While Earthtronics had provided estimates of annual generation for the previous models, there is now more information posted on their web site than before.
There are no units in use. One turbine has been “tested” in a wind tunnel. Thus, all claims about the product are projecture.
Those who have followed the debate about performance measurements of small turbines realize that testing in a wind tunnel is not testing at all. Wind tunnel “tests” are useful only for design not for estimating the performance of the wind turbine in the field.
Though no turbines have been tested in the field, Earthronics has hired a public relations company.
The WT 6500 is 6 feet in diameter. The 1.8 m diameter rotor sweeps 2.6 m² of the wind stream. Using the standard power rating, a turbine of this size should be rated at 500 W.
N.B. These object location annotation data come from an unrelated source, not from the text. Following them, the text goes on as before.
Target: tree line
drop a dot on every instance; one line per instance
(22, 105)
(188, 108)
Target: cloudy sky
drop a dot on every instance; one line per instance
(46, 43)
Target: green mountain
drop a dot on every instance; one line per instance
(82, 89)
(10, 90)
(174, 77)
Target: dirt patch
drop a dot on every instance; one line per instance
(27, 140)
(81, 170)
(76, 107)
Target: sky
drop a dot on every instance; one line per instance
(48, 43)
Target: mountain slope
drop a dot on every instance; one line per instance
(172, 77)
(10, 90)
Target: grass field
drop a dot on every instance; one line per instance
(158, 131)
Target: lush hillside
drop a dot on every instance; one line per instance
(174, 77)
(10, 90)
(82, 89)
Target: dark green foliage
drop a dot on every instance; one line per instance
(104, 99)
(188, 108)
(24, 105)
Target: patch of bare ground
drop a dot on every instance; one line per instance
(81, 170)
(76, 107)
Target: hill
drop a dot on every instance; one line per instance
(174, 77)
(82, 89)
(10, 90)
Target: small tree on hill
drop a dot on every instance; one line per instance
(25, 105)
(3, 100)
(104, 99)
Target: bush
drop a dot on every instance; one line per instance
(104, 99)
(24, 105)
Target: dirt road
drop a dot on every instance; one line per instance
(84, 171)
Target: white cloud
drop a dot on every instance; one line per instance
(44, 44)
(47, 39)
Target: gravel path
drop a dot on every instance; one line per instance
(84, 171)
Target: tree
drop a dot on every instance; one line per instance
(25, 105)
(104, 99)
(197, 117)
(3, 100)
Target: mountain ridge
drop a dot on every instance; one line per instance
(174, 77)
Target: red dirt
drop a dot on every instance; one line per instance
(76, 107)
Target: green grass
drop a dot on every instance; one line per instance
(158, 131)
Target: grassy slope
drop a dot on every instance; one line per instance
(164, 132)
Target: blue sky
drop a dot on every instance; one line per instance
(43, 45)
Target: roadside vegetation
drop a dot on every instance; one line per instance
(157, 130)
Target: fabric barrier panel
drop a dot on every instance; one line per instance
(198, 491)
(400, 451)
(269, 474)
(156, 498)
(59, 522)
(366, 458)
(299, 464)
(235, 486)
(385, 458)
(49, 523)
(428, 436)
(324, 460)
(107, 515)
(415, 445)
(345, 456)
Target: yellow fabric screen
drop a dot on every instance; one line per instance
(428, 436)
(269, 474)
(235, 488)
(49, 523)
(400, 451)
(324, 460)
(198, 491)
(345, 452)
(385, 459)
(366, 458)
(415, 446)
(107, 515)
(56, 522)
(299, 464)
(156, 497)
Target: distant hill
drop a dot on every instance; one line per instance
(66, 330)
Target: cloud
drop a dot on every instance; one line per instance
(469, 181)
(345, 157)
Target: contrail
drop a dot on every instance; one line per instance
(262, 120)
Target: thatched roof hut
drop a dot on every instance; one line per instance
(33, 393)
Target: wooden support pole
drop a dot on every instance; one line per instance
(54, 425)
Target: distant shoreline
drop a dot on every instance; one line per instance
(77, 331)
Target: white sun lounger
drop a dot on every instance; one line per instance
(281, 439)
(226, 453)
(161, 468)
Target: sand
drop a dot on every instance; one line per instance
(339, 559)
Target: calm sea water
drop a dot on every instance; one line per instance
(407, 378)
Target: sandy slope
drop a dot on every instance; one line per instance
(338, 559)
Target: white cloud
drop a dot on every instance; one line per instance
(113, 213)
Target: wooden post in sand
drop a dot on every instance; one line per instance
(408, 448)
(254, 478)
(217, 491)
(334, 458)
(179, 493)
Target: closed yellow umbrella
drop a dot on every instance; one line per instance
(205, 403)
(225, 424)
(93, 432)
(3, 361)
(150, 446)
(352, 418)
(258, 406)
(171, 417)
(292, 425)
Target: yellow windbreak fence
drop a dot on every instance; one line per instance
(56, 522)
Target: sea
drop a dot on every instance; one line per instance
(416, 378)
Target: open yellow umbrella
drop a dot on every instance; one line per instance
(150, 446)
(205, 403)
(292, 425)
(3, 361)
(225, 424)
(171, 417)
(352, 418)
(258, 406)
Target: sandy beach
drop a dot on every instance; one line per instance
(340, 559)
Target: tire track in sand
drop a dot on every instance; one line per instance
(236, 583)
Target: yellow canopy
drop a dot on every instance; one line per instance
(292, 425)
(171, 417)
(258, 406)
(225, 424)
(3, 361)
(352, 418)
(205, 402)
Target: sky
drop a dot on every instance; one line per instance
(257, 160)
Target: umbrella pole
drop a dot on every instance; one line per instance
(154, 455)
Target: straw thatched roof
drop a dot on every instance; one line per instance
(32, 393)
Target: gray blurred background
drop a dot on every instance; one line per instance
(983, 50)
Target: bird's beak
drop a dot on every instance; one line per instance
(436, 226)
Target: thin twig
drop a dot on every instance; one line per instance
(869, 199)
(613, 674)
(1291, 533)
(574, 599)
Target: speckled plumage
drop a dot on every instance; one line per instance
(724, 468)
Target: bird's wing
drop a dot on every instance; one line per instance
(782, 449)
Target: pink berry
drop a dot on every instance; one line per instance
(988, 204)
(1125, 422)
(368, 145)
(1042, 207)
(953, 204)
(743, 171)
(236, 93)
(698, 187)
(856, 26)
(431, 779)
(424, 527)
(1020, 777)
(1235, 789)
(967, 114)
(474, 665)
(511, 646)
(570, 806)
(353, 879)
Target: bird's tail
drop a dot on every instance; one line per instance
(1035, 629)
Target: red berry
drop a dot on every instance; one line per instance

Earthtronics web site depicts mounting the wind turbine on the roof and this theme is repeated throughout the product literature. Mounting a wind turbine on a roof is never a good idea. For why, see Rooftop & Urban Wind.
It is not apparent from the web site that the Honeywell Windtronics turbine has any form of aerodynamic overspeed protection. Details on the web site are sketchy at best. The web site asserts that a “smart box” will stop the turbine in high winds. How it does so and what happens if it fails is not explained.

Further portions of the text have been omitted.